I recently talked to Ben Sandofsky, one of the co-founders of the popular iPhone camera app Halide, about the AI-imitating-smartphone trend. He says that by adopting the strong processing tendencies and familiarity of phone camera photos, which already makes our photos slightly irrelevant to reality, “Google may have taken the edge off the uncanny valley.” AI doesn’t have to make a scene look realistic – in a way, it’s a useless gift. It simply has to mimic the way reality is recorded with all its imperfections, and use it as a kind of cheat code to make the image believable. So how are we to believe every photo we see?
Sam Altman’s view is that real imagery and AI imagery will merge together in the future, and we will be fine with that. I guess he’s partially right, but I have a hard time believing that we wouldn’t really care about what’s real and what’s not. And to solve both of these on our own, we’re going to need some help. And it appears it’s on the way – but it’s not coming as fast as AI image models are improving.
C2PA’s Content Credential standard is gaining some much-needed momentum. On Google’s Pixel 10 series phones, Everyone The image captured by the camera receives a cryptographic signature that reveals how it was created. This avoids the “implicit truth effect,” as Pixel camera chief Isaac Reynolds explained to me earlier this year. If you only label AI-generated images as AI, we assume everything unlabeled is real. In reality, however, the lack of a label only means that we don’t know where the image came from. So Pixel Camera labels both AI and non-AI images equally.
Labels are all well and good, but they’re not useful if you can’t see them. This has begun to change, and earlier this year Google Photos added support for displaying content credentials. The company will also make it easier to see content credentials when they are present in search results and ads. However, that last part is key – right now, most images captured with phone cameras are not credentialed. For the system to work, hardware manufacturers need to adopt standards so that images can be marked as AI or not at the point they are created. The platforms on which images are shared also need to be involved. Until that happens, we’re on our own – and it’s a better time than ever to trust what you see.
- Google’s Pixel 10 cameras not only offer AI image editing tools — the imaging pipeline also includes a generative AI model. It is only used in a feature called Pro Res Zoom, and is intended to improve what would otherwise be very poor digital zoom image quality. It just doesn’t work on people, which is a good thing in my book.
- Traditional camera makers are also slowly, albeit slowly, adopting C2PA’s content credentials, like the $9,000+ Leica M-11P.
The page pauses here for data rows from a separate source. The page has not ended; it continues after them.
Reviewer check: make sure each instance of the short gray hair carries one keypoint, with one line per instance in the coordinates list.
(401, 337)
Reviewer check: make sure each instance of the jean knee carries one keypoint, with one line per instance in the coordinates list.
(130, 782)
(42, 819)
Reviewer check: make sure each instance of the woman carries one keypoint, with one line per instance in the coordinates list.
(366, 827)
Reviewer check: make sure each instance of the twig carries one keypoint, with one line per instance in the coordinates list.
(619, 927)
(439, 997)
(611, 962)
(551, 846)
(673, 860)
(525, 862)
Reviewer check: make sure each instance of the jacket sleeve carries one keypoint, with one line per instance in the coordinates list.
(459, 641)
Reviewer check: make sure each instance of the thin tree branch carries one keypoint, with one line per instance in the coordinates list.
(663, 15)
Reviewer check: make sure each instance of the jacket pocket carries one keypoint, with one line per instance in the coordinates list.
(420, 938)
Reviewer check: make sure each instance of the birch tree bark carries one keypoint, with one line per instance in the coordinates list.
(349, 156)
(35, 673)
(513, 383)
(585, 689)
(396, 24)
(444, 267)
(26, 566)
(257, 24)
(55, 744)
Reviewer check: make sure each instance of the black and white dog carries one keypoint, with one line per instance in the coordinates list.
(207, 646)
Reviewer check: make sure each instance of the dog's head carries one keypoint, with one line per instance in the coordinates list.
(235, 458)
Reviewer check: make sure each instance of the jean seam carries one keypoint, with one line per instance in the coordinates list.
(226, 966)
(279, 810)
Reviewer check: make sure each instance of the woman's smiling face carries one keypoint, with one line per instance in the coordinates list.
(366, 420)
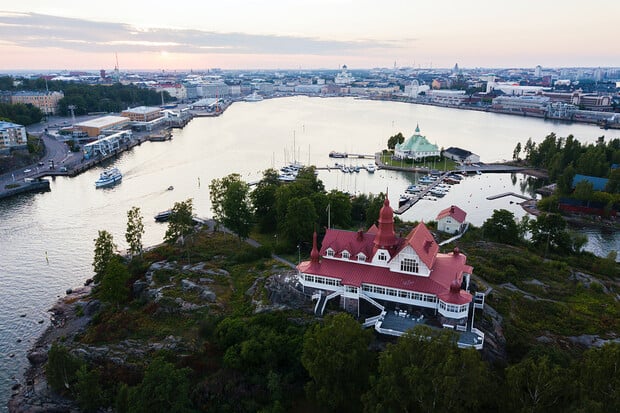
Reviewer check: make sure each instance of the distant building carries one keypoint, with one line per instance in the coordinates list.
(12, 135)
(95, 127)
(461, 155)
(46, 101)
(598, 184)
(142, 113)
(448, 97)
(344, 77)
(451, 220)
(417, 147)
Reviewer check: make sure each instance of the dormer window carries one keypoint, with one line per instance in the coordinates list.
(409, 265)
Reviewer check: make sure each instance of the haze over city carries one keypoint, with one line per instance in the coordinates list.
(47, 36)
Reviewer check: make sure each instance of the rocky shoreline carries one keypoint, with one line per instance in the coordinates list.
(69, 316)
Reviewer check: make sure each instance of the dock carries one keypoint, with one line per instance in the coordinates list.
(492, 197)
(414, 199)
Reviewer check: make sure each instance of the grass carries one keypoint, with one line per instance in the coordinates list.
(444, 164)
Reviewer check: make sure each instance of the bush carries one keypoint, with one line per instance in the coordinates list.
(61, 369)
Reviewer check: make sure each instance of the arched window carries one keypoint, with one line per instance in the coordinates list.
(409, 265)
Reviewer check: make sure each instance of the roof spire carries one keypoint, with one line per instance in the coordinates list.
(314, 254)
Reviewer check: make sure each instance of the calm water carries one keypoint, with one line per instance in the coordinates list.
(248, 138)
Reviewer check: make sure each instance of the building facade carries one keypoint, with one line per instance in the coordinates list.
(407, 275)
(12, 135)
(417, 147)
(46, 101)
(142, 113)
(451, 220)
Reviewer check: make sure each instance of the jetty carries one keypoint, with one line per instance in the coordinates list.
(492, 197)
(414, 199)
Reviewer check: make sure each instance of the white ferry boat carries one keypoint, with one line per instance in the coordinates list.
(108, 177)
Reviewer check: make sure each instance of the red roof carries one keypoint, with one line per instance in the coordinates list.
(447, 268)
(423, 242)
(453, 211)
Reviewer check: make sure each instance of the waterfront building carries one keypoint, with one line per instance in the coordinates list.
(344, 77)
(535, 105)
(142, 113)
(461, 155)
(95, 127)
(417, 147)
(451, 220)
(46, 101)
(448, 97)
(12, 135)
(175, 90)
(400, 277)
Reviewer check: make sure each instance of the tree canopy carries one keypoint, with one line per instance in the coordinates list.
(180, 223)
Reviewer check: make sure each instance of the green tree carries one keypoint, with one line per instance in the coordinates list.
(536, 384)
(231, 203)
(164, 389)
(113, 287)
(502, 227)
(549, 232)
(338, 361)
(135, 229)
(180, 223)
(613, 185)
(237, 213)
(217, 194)
(426, 372)
(516, 152)
(61, 369)
(375, 203)
(600, 379)
(104, 252)
(89, 394)
(300, 220)
(263, 199)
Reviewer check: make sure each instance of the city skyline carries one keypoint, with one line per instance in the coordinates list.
(51, 36)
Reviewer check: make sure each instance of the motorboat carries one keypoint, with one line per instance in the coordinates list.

- Meanwhile, AI-powered editing tools like Generative Fill in Photoshop have become more powerful and popular among photographers. There is a middle ground between completely AI-generated images and photos untouched by AI that is becoming difficult to define.
- My colleague Jess Weatherbed wrote a great explainer of C2PA that is (frustratingly!) still a good reflection of where we are a year later.
- wired Talked to Google’s Pixel camera team about the Pixel 9 launch How it treats our photos like memories,
- bloomberg Vetted the community of creators using tools like Sora2To Create AI-generated slopes for kids on YouTubeFoggy!